Em entrevista exclusiva à revista Veja, o ex-ministro da Justiça diz que o governo nunca priorizou o combate à corrupção:
Quando Sergio Moro decretou as primeiras prisões da Operação
Lava-Jato, em 2014, ninguém imaginava que começaria ali uma revolução
de consequências históricas para a política, a economia e o combate à
corrupção no Brasil. Em quatro anos, as investigações revelaram a
existência de uma monumental estrutura que tinha como membros ativos as
maiores empreiteiras do país, altos dirigentes de empresas estatais e
políticos de todos os quilates — de deputados a presidentes da
República. Todos se nutrindo da mesma fonte de um esquema que, durante
anos, desviou mais de 40 bilhões de reais dos cofres públicos, dinheiro
convertido em financiamento de campanhas eleitorais e propina. O caso
fulminou biografias, quebrou empresas, arrasou partidos políticos e
desmascarou muita gente que se dizia honesta.

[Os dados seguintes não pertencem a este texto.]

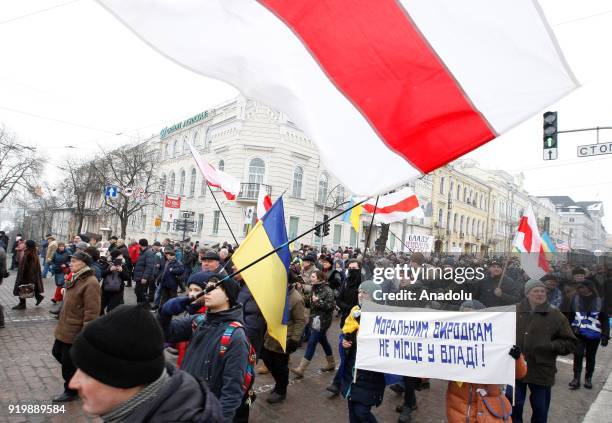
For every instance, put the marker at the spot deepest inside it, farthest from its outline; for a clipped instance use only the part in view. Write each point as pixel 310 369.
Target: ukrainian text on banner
pixel 452 345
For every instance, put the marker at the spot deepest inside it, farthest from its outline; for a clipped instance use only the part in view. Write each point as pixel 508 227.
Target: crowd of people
pixel 112 355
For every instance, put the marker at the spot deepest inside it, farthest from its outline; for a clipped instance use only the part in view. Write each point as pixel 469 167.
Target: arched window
pixel 298 176
pixel 341 194
pixel 172 183
pixel 257 170
pixel 162 183
pixel 182 183
pixel 322 193
pixel 192 182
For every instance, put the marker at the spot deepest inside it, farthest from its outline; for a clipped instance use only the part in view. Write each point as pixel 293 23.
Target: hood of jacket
pixel 183 398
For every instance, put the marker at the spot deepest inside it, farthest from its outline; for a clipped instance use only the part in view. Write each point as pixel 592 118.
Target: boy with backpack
pixel 219 351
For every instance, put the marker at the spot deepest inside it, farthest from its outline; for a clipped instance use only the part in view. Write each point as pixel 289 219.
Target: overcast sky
pixel 73 75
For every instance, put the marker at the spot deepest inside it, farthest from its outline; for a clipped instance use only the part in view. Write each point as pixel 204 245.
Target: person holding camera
pixel 272 354
pixel 114 278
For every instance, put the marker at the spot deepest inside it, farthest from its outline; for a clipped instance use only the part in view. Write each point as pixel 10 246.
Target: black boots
pixel 575 383
pixel 333 388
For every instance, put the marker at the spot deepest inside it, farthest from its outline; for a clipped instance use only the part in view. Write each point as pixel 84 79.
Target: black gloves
pixel 515 352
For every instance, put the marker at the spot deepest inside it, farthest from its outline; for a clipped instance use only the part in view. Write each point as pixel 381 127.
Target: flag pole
pixel 280 247
pixel 222 214
pixel 403 243
pixel 370 230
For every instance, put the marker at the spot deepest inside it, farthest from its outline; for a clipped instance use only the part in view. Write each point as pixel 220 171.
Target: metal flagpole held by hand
pixel 222 214
pixel 370 230
pixel 289 242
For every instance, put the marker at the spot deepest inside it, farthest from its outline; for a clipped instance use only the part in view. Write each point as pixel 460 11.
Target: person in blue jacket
pixel 169 279
pixel 218 351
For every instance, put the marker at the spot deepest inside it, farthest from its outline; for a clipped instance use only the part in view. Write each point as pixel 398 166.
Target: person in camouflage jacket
pixel 322 304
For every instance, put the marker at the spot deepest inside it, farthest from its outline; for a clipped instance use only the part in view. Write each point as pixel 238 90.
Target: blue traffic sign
pixel 111 191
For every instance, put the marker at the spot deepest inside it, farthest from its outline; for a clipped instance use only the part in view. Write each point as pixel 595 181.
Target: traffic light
pixel 325 225
pixel 550 130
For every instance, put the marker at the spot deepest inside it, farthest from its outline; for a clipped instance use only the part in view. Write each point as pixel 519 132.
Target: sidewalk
pixel 600 409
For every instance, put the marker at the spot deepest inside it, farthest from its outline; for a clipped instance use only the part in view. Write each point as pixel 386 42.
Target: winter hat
pixel 211 255
pixel 369 287
pixel 310 257
pixel 588 284
pixel 533 283
pixel 115 254
pixel 201 278
pixel 84 257
pixel 82 245
pixel 473 304
pixel 123 349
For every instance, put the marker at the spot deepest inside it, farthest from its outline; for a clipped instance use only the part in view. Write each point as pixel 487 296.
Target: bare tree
pixel 20 166
pixel 81 178
pixel 130 167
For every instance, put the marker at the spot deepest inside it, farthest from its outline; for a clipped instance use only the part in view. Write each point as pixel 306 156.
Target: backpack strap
pixel 249 377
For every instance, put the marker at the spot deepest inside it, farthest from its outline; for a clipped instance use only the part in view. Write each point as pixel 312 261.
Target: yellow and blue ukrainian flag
pixel 353 215
pixel 267 280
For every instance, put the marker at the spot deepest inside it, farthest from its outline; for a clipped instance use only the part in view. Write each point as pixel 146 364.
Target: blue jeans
pixel 360 413
pixel 317 337
pixel 59 279
pixel 157 298
pixel 45 267
pixel 539 400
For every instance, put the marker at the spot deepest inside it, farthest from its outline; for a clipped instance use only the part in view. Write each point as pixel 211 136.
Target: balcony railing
pixel 250 191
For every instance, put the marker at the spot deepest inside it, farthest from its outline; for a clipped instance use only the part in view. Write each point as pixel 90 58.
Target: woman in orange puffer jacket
pixel 472 402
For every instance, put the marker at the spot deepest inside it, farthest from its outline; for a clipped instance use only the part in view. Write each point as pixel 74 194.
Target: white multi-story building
pixel 265 150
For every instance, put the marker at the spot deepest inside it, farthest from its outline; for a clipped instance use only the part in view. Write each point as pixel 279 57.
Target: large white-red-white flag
pixel 529 243
pixel 264 203
pixel 216 178
pixel 394 207
pixel 396 88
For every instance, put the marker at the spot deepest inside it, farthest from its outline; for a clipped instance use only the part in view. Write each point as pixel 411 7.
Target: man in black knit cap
pixel 122 375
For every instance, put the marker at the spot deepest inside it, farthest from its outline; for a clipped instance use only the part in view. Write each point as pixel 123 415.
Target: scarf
pixel 122 412
pixel 69 283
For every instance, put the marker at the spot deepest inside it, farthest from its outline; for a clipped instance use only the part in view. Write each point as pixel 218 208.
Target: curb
pixel 599 411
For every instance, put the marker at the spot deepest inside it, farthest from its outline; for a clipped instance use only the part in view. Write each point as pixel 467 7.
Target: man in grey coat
pixel 3 271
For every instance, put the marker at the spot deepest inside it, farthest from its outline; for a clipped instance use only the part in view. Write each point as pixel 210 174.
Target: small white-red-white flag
pixel 216 178
pixel 394 207
pixel 529 243
pixel 264 203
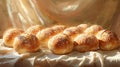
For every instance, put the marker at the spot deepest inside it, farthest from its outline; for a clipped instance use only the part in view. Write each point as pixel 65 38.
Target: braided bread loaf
pixel 60 39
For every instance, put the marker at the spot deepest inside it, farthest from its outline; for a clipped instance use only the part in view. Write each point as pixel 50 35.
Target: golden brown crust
pixel 108 40
pixel 72 32
pixel 93 29
pixel 85 42
pixel 26 43
pixel 82 27
pixel 58 28
pixel 44 35
pixel 60 44
pixel 34 29
pixel 9 36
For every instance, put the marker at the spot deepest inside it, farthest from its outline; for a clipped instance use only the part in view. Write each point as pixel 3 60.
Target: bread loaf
pixel 60 39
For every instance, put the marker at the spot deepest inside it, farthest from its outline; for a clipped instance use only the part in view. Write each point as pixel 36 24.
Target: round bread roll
pixel 58 28
pixel 85 42
pixel 34 29
pixel 108 40
pixel 72 32
pixel 60 44
pixel 26 43
pixel 44 35
pixel 9 35
pixel 93 29
pixel 83 26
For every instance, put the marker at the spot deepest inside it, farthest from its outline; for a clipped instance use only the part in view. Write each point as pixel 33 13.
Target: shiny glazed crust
pixel 60 44
pixel 26 43
pixel 9 36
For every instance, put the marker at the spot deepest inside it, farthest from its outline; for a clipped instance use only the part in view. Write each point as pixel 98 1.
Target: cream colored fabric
pixel 9 58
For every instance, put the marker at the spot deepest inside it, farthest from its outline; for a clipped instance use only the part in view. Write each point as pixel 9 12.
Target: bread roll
pixel 9 36
pixel 26 43
pixel 72 32
pixel 85 42
pixel 34 29
pixel 60 44
pixel 83 26
pixel 93 29
pixel 44 35
pixel 58 28
pixel 108 40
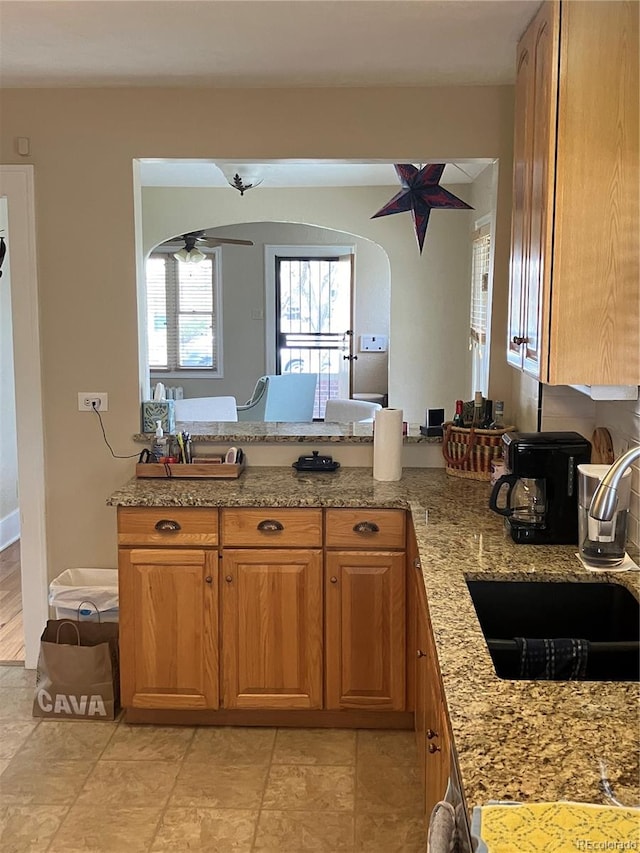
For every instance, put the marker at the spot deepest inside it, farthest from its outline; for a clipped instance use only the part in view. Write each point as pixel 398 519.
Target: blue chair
pixel 289 397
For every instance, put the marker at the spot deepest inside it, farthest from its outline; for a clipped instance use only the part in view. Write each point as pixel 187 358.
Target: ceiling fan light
pixel 195 256
pixel 190 256
pixel 242 177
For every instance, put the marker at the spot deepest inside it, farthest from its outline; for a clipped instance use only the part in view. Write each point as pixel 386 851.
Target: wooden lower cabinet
pixel 169 628
pixel 365 650
pixel 272 619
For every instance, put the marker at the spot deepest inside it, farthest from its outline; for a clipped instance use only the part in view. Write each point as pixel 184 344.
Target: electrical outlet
pixel 87 400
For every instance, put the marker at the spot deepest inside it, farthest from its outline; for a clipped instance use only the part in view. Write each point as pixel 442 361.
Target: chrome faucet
pixel 605 498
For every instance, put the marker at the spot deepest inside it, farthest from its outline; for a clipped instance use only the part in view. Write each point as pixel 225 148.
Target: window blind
pixel 181 314
pixel 480 285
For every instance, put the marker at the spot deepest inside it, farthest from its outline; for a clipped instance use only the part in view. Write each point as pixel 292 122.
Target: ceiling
pixel 309 173
pixel 259 43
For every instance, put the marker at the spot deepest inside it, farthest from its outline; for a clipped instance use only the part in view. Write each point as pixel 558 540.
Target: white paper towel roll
pixel 387 445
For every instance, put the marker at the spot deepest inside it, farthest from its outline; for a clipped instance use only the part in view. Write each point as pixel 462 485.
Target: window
pixel 183 314
pixel 480 302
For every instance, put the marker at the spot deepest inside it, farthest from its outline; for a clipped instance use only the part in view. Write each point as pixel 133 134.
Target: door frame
pixel 17 186
pixel 270 253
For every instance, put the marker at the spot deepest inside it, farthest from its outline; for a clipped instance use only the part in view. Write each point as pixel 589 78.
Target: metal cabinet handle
pixel 366 527
pixel 270 524
pixel 166 524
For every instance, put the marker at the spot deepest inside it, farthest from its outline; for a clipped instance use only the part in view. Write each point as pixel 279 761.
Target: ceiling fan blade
pixel 216 241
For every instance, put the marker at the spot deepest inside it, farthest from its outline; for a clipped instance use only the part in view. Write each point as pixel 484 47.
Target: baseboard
pixel 9 529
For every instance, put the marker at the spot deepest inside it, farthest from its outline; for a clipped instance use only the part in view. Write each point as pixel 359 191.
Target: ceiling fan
pixel 191 254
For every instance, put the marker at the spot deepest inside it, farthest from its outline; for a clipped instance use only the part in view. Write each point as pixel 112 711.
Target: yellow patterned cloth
pixel 556 828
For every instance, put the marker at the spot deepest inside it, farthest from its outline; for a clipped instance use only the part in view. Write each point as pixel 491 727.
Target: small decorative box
pixel 159 410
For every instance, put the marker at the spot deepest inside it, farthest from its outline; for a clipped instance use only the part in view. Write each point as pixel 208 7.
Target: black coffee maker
pixel 541 485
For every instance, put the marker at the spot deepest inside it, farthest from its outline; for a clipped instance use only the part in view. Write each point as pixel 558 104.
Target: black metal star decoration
pixel 420 193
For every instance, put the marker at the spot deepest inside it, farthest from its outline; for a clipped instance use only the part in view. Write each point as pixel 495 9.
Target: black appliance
pixel 548 461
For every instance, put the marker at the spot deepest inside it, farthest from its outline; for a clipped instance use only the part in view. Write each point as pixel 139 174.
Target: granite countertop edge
pixel 514 740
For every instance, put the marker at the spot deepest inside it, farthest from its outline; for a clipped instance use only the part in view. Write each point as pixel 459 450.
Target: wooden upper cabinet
pixel 169 628
pixel 575 277
pixel 272 628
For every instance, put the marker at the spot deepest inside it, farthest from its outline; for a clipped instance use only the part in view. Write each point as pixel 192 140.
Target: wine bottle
pixel 487 414
pixel 477 410
pixel 498 418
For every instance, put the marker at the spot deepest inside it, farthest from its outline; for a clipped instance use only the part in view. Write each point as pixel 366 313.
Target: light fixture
pixel 190 254
pixel 242 177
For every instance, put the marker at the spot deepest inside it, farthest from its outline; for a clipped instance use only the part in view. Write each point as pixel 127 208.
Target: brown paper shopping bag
pixel 78 672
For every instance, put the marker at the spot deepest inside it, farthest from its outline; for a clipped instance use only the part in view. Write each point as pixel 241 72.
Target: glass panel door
pixel 313 320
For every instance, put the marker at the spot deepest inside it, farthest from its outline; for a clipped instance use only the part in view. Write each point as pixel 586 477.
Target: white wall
pixel 243 277
pixel 9 520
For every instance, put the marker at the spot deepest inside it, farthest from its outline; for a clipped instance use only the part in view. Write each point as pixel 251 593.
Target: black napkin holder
pixel 315 462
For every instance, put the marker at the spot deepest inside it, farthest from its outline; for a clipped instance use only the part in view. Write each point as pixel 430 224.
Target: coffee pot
pixel 541 500
pixel 526 501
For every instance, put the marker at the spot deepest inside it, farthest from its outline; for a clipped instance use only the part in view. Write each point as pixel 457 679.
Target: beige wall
pixel 8 447
pixel 83 143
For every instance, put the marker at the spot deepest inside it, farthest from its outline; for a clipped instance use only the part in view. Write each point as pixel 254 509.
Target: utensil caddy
pixel 194 471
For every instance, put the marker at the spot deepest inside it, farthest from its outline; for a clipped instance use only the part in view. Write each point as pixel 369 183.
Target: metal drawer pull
pixel 366 527
pixel 167 524
pixel 269 525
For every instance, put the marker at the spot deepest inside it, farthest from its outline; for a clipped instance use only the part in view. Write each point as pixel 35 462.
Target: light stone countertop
pixel 515 740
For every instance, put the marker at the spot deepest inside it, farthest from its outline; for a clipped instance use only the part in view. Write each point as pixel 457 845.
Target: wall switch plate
pixel 86 400
pixel 373 343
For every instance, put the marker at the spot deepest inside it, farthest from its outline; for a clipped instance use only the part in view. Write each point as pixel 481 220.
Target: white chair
pixel 350 411
pixel 206 409
pixel 289 397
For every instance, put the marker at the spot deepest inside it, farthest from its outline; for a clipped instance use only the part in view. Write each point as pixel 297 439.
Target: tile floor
pixel 75 787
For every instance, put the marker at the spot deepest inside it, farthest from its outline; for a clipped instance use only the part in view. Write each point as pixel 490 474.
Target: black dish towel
pixel 549 660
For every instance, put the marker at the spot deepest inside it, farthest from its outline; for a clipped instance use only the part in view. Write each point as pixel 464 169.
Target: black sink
pixel 605 614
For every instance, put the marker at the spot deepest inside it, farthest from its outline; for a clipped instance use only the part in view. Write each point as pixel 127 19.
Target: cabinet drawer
pixel 267 526
pixel 364 528
pixel 167 526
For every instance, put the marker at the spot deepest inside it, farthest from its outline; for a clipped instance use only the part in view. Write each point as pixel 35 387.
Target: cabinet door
pixel 272 628
pixel 168 628
pixel 534 169
pixel 521 212
pixel 365 630
pixel 431 725
pixel 542 112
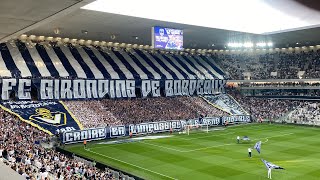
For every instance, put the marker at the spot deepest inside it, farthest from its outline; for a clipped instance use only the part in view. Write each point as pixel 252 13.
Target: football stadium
pixel 130 90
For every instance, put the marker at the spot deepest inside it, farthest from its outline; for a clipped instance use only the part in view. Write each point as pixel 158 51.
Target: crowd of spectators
pixel 226 103
pixel 285 65
pixel 21 149
pixel 129 111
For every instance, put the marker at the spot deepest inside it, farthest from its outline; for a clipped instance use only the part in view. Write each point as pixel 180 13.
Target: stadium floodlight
pixel 248 44
pixel 235 45
pixel 261 44
pixel 270 18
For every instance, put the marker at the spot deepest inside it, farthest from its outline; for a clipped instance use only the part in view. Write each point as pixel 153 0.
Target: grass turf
pixel 216 155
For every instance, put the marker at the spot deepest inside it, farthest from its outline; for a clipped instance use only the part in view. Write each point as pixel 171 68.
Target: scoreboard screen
pixel 167 38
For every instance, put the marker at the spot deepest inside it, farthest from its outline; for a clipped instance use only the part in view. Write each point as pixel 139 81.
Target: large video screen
pixel 167 38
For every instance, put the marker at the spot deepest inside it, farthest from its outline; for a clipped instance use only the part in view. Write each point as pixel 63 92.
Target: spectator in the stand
pixel 286 64
pixel 32 161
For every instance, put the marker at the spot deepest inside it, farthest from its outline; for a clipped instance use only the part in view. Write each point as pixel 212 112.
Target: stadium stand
pixel 286 65
pixel 67 61
pixel 21 149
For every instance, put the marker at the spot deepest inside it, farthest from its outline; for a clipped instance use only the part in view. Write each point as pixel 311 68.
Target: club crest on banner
pixel 45 116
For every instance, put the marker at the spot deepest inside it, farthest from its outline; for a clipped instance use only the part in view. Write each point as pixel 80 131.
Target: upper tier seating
pixel 66 61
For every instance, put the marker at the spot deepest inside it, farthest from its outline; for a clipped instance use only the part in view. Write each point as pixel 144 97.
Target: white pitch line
pixel 189 139
pixel 131 164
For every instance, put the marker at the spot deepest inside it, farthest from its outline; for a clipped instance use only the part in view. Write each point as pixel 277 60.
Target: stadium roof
pixel 80 23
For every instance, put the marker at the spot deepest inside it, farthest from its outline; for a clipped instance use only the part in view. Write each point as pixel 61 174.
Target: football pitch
pixel 216 154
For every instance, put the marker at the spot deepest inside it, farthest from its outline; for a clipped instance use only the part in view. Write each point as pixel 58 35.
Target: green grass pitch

A histórica impunidade dos
poderosos levou uma surpreendente rasteira — e abriu caminho para que
um outsider chegasse à Presidência da República. Com a eleição de Jair
Bolsonaro e a nomeação de Sergio Moro para o Ministério da Justiça,
muitos apostaram que a corrupção sistêmica sofreria o golpe de
misericórdia no país — uma tremenda ilusão, segundo o próprio Moro.
“O combate à corrupção não é prioridade do governo”, revela o agora ex-ministro da Justiça, que foi descobrindo aos poucos que embarcara numa fria. Ele estava em casa na madrugada da sexta 24 quando soube que o diretor-geral da Polícia Federal fora demitido pelo presidente. Mas o episódio foi a gota d’água de uma relação tumultuada. Havia tempo o presidente não escondia a intenção de colocar no cargo alguém de sua estrita confiança. Bolsonaro frequentemente reclamava da falta de informações, em especial sobre inquéritos que tinham como investigados amigos, correligionários e parentes dele. Moro classificou a decisão do presidente de pôr um parceiro no comando da PF de uma manobra para finalmente ter acesso a dados sigilosos, deu a isso o nome de interferência política e, na sequência, pediu demissão. Bolsonaro, por sua vez, disse que a nomeação do diretor da PF é de sua competência e que as acusações de Moro não eram verdadeiras. O Supremo Tribunal Federal mandou abrir um inquérito para apurar suspeitas de crime.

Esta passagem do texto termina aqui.